One of the things that makes orienteering so challenging is the micro-navigation. I knew I was within 20 metres of the control, but I was in the middle of thigh-high gorse and was having a sense of humour failure. A pair of blokes in questionably-coloured lycra were my saviours as they gave me a little wave and a nod, they'd found it. I'm not really sure what the etiquette is in orienteering, and whether or not this was the norm or if they were doing me a favour but either way I was very relieved to get past this one.

After the five fail I got back on track and ticked off 6, 7 and 8 without any bother. It is worth noting however, that at number 8 I had been out for 2 hours and 9 minutes and had travelled a grand total of about 7 miles (with around 1500ft of elevation gain). Number 9 was a bit further away and I definitely chose a good route: a stunning forest path with glimpses of the valley below. The track steepened and I veered off left down a vague path. As I tried to keep running downhill but kept holding myself back from gaining too much speed and falling over, my knee gave up. I slowed right down and limped to the bottom of the hill. I made it to the road and tried to get a jog on again but it was no good, I had one very unhappy knee.

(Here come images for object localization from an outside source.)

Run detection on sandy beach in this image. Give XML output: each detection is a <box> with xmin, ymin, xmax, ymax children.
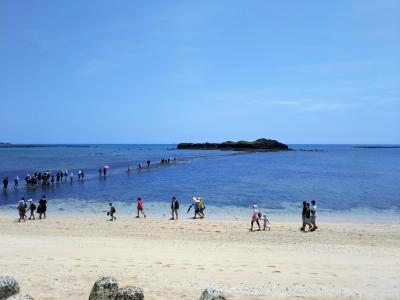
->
<box><xmin>0</xmin><ymin>214</ymin><xmax>399</xmax><ymax>300</ymax></box>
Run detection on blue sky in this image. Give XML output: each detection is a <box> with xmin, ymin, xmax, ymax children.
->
<box><xmin>0</xmin><ymin>0</ymin><xmax>399</xmax><ymax>144</ymax></box>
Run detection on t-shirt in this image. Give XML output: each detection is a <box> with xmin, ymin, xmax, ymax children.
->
<box><xmin>252</xmin><ymin>210</ymin><xmax>259</xmax><ymax>221</ymax></box>
<box><xmin>311</xmin><ymin>205</ymin><xmax>317</xmax><ymax>216</ymax></box>
<box><xmin>302</xmin><ymin>207</ymin><xmax>307</xmax><ymax>216</ymax></box>
<box><xmin>137</xmin><ymin>200</ymin><xmax>143</xmax><ymax>210</ymax></box>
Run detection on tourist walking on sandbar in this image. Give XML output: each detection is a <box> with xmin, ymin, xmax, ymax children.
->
<box><xmin>107</xmin><ymin>203</ymin><xmax>116</xmax><ymax>221</ymax></box>
<box><xmin>250</xmin><ymin>204</ymin><xmax>261</xmax><ymax>231</ymax></box>
<box><xmin>136</xmin><ymin>197</ymin><xmax>146</xmax><ymax>218</ymax></box>
<box><xmin>2</xmin><ymin>177</ymin><xmax>8</xmax><ymax>191</ymax></box>
<box><xmin>14</xmin><ymin>176</ymin><xmax>19</xmax><ymax>189</ymax></box>
<box><xmin>146</xmin><ymin>160</ymin><xmax>150</xmax><ymax>168</ymax></box>
<box><xmin>28</xmin><ymin>199</ymin><xmax>36</xmax><ymax>220</ymax></box>
<box><xmin>310</xmin><ymin>200</ymin><xmax>318</xmax><ymax>231</ymax></box>
<box><xmin>37</xmin><ymin>195</ymin><xmax>47</xmax><ymax>219</ymax></box>
<box><xmin>170</xmin><ymin>196</ymin><xmax>179</xmax><ymax>220</ymax></box>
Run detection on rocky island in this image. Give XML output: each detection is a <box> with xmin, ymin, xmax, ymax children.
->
<box><xmin>177</xmin><ymin>138</ymin><xmax>289</xmax><ymax>151</ymax></box>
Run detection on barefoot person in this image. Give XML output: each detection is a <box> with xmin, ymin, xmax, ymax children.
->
<box><xmin>310</xmin><ymin>200</ymin><xmax>318</xmax><ymax>231</ymax></box>
<box><xmin>250</xmin><ymin>204</ymin><xmax>261</xmax><ymax>231</ymax></box>
<box><xmin>170</xmin><ymin>196</ymin><xmax>179</xmax><ymax>220</ymax></box>
<box><xmin>107</xmin><ymin>203</ymin><xmax>116</xmax><ymax>221</ymax></box>
<box><xmin>136</xmin><ymin>197</ymin><xmax>146</xmax><ymax>218</ymax></box>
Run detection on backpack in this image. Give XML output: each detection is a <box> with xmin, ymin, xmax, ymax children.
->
<box><xmin>175</xmin><ymin>200</ymin><xmax>179</xmax><ymax>209</ymax></box>
<box><xmin>111</xmin><ymin>206</ymin><xmax>116</xmax><ymax>213</ymax></box>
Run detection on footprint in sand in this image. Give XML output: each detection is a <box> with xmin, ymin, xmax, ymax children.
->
<box><xmin>272</xmin><ymin>270</ymin><xmax>281</xmax><ymax>273</ymax></box>
<box><xmin>267</xmin><ymin>265</ymin><xmax>276</xmax><ymax>268</ymax></box>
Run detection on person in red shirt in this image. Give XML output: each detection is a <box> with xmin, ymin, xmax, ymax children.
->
<box><xmin>136</xmin><ymin>197</ymin><xmax>146</xmax><ymax>218</ymax></box>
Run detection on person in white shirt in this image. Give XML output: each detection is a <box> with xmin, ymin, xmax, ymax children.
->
<box><xmin>310</xmin><ymin>200</ymin><xmax>318</xmax><ymax>231</ymax></box>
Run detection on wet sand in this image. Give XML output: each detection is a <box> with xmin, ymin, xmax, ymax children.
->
<box><xmin>0</xmin><ymin>215</ymin><xmax>399</xmax><ymax>299</ymax></box>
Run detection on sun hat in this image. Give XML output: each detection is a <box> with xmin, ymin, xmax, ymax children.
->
<box><xmin>193</xmin><ymin>197</ymin><xmax>201</xmax><ymax>203</ymax></box>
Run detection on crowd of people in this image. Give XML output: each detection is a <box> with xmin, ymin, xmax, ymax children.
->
<box><xmin>2</xmin><ymin>169</ymin><xmax>86</xmax><ymax>192</ymax></box>
<box><xmin>6</xmin><ymin>161</ymin><xmax>319</xmax><ymax>233</ymax></box>
<box><xmin>13</xmin><ymin>193</ymin><xmax>319</xmax><ymax>233</ymax></box>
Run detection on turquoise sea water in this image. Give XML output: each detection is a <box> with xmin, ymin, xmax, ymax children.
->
<box><xmin>0</xmin><ymin>144</ymin><xmax>399</xmax><ymax>221</ymax></box>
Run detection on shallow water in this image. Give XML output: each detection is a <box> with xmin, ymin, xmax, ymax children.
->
<box><xmin>0</xmin><ymin>144</ymin><xmax>399</xmax><ymax>221</ymax></box>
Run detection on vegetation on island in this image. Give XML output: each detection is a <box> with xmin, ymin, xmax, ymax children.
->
<box><xmin>177</xmin><ymin>138</ymin><xmax>289</xmax><ymax>151</ymax></box>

Conveniently, I came across a bench. I plonked myself down, tucked into a cereal bar and thought about what I should do. As so many of the controls were further out on the map, I decided it was time to call it a day, but thought I'd go back via 9 anyway. It was a long slog up a hill and when I got to the area where number 9 was, I realised there was absolutely no chance as it was going to involve another death-defying descent on a dodgy knee. I opted instead for a slow plod back to the start!

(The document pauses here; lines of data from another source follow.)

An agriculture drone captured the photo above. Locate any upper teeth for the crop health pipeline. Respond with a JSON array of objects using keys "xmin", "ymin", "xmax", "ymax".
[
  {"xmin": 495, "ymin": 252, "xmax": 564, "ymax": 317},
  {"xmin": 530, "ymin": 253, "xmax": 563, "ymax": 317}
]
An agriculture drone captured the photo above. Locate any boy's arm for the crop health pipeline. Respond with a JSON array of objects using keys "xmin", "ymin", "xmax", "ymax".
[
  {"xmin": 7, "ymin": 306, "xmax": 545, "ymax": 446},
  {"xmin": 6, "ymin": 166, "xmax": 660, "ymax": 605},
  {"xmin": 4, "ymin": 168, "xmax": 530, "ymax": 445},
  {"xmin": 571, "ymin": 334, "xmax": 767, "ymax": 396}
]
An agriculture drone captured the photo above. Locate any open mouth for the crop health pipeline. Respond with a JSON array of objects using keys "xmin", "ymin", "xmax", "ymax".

Despite appearances (i.e. Day 1 being run out of a van and the start line of Day 2 being signified by a stick), the organisation of this event was incredible and the effort that goes into it must be enormous. I was hugely impressed by the small team and how smoothly the whole thing ran.

 My main conclusion of the weekend is that orienteers are a different breed. Under the gaiters and ronhills and - some might say - slightly geeky exterior, they are a primal being for whom marsh, gorse and rivers are no obstacle. I thought I was a pretty adventurous type but it's going to take some practice to get up to scratch!